Сам Марк ростом не вышел, возможно из-за того, что в детстве постоянно недоедал, а тонзуру его обрамлял венчик ершистых соломенных волос. Правда, если бы юноша почаще смотрелся в зеркало, то, наверное, заметил бы, что у него необычайной чистоты огромные серые глаза, рядом с которыми меркнет обычная красота. Но Кадфаэль не собирался указывать пареньку на сие достоинство.
– Надо полагать, этот красавчик не заглядывает дальше своих длинных ресниц, – добродушно пробормотал Кадфаэль, – так уж повелось на свете. Глаз он радует, тут я с тобой согласен. Однако красота увядает, чего не скажешь об уме. Так что благодари Господа за то, что он не обделил тебя умом. Ну, хватит глазеть – вся эта суматоха и до ужина не закончится.
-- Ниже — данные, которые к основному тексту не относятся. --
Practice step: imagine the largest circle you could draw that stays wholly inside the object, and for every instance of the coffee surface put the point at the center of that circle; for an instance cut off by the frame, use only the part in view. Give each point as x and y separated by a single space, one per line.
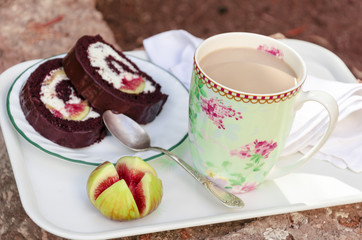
248 70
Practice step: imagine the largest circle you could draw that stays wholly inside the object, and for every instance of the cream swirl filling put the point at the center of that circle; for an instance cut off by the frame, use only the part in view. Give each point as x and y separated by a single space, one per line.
58 95
109 65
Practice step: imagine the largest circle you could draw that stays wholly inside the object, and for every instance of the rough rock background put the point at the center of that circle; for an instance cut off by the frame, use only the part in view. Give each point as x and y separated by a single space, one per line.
32 29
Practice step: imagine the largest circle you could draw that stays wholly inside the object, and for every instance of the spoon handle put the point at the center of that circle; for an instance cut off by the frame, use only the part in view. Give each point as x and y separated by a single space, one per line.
227 198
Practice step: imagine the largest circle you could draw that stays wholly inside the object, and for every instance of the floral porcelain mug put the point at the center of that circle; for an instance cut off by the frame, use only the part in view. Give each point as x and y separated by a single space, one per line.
237 137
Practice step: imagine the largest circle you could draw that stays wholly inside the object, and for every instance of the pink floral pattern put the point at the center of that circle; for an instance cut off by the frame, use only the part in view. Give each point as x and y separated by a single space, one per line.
274 51
246 187
260 148
217 111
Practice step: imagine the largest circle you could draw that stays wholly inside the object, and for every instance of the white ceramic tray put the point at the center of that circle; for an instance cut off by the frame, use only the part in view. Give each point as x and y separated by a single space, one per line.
53 193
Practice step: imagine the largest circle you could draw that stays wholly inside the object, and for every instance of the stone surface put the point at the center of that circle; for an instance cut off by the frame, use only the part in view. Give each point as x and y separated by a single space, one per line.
32 29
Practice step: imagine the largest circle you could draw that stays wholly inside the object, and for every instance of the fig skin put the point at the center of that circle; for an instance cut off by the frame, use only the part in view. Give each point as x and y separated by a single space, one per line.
128 190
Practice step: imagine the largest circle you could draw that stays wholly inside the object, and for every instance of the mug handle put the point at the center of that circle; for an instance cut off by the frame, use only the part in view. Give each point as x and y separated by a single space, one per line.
331 106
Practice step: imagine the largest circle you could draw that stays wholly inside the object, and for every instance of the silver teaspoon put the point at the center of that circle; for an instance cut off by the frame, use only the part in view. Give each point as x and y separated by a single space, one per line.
133 136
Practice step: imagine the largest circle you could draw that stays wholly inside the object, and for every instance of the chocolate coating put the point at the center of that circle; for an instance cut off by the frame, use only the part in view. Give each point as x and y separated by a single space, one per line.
142 107
68 133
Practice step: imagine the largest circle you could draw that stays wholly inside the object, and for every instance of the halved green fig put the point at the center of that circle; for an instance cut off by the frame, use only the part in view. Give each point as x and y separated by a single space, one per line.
117 202
100 179
128 190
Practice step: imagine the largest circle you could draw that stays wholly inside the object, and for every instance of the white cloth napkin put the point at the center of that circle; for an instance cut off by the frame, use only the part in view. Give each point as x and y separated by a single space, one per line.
173 50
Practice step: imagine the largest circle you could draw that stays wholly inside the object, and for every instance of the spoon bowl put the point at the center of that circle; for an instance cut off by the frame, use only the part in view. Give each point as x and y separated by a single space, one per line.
133 136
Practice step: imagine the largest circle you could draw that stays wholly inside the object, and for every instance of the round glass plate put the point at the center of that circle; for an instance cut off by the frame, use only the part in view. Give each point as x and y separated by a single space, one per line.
168 130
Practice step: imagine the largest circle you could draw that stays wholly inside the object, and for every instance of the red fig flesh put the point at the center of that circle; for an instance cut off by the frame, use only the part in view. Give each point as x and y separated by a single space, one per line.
129 190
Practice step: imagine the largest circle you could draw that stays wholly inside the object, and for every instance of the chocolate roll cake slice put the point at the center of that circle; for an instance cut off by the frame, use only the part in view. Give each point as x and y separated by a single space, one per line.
110 81
52 106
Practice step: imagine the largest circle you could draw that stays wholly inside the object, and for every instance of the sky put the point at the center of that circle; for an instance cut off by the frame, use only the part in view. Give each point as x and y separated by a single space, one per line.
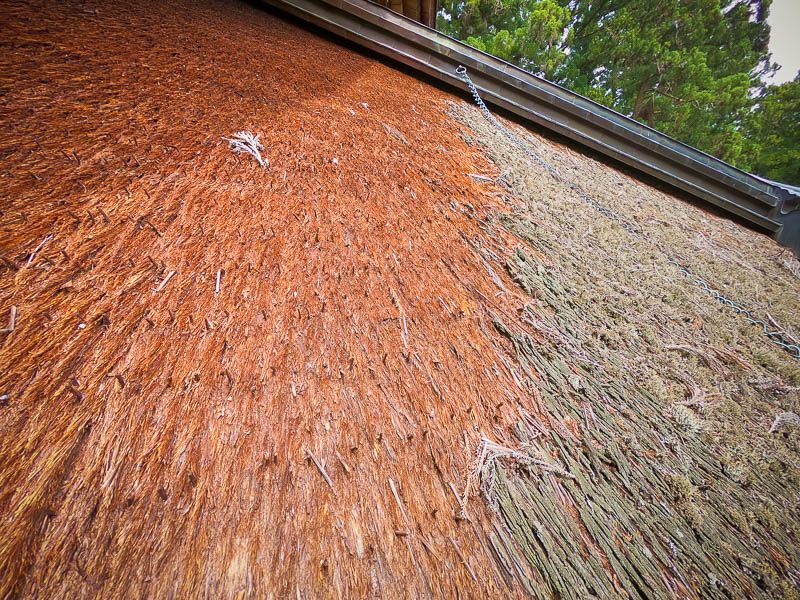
784 19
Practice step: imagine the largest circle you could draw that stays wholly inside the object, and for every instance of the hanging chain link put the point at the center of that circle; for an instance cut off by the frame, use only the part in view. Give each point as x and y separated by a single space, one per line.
777 337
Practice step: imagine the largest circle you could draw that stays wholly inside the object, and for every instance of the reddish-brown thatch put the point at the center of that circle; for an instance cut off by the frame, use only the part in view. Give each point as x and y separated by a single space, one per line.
307 429
380 366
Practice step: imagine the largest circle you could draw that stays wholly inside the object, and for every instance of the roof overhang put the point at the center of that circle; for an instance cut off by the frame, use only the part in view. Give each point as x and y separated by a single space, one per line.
535 100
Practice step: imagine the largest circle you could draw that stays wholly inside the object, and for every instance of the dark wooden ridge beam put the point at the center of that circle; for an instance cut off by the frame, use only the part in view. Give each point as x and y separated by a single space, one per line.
538 101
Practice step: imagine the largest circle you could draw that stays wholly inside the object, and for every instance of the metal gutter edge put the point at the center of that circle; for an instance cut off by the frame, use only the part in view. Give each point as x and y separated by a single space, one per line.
536 100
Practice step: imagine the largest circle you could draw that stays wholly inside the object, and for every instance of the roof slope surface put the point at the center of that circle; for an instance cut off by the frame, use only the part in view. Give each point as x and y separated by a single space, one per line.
224 380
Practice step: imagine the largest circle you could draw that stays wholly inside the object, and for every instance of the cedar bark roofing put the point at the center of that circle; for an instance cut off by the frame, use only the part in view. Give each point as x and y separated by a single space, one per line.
308 431
158 443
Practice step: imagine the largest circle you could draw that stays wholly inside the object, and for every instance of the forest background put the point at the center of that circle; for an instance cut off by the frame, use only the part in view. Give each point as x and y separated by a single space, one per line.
696 70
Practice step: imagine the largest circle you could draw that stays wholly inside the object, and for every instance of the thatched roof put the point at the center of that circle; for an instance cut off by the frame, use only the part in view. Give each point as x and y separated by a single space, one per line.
387 364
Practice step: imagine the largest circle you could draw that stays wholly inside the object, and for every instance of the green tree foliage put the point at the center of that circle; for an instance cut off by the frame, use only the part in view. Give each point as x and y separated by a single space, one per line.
773 133
528 33
685 67
693 69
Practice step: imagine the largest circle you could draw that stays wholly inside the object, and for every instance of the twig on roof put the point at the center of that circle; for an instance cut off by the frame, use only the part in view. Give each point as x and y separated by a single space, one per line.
12 321
320 468
164 282
9 263
244 141
32 255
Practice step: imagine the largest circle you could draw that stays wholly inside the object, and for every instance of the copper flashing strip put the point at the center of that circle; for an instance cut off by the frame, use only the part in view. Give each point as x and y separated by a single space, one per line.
538 101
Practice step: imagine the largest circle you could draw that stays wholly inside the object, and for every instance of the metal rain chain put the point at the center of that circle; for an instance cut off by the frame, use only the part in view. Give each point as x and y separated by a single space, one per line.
777 337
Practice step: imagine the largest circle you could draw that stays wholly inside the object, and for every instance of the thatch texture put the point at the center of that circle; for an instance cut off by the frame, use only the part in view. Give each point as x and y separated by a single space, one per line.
319 378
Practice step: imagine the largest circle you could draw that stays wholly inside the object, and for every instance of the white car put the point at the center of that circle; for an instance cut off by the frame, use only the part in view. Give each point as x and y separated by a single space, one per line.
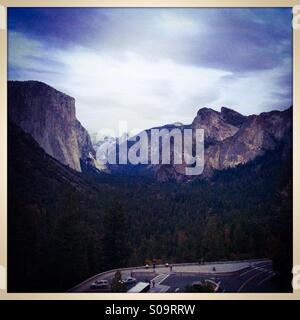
100 284
129 280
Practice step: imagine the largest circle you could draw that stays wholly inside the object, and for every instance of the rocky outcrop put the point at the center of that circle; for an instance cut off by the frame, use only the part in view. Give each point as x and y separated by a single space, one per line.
258 134
49 117
215 128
При упоминании об ужине брат Марк встрепенулся. До поступления в обитель он никогда не наедался досыта и в монастыре сохранил почтение к хлебу насущному, наравне с красотой почитая его благословенным даром Господним. Он живо поспешил с Кадфаэлем к вечерне, памятуя, что за ней последует трапеза. Но тут звонкий, веселый голос окликнул Кадфаэля, и тот остановился.
Взорам монахов предстала юная грациозная дама с густыми золотистыми волосами, сияющим овальным личиком и ясными, лучащимися глазами цвета ирисов в сумерках. Брат Марк сразу приметил, что платье ее было высоко подпоясано и она гордо несла округлившийся стан. Молодая женщина готовилась стать матерью – Марк был не настолько невинен, чтобы не понять этого. Согласно уставу ему надлежало опустить глаза – он и хотел сделать это, но никак не мог. Ее прекрасное лицо напомнило ему иконы, изображавшие Пресвятую Деву. И это небесное видение протянуло руки к брату Кадфаэлю и бросилось ему навстречу. Скрепя сердце Марк склонил голову и последовал дальше один.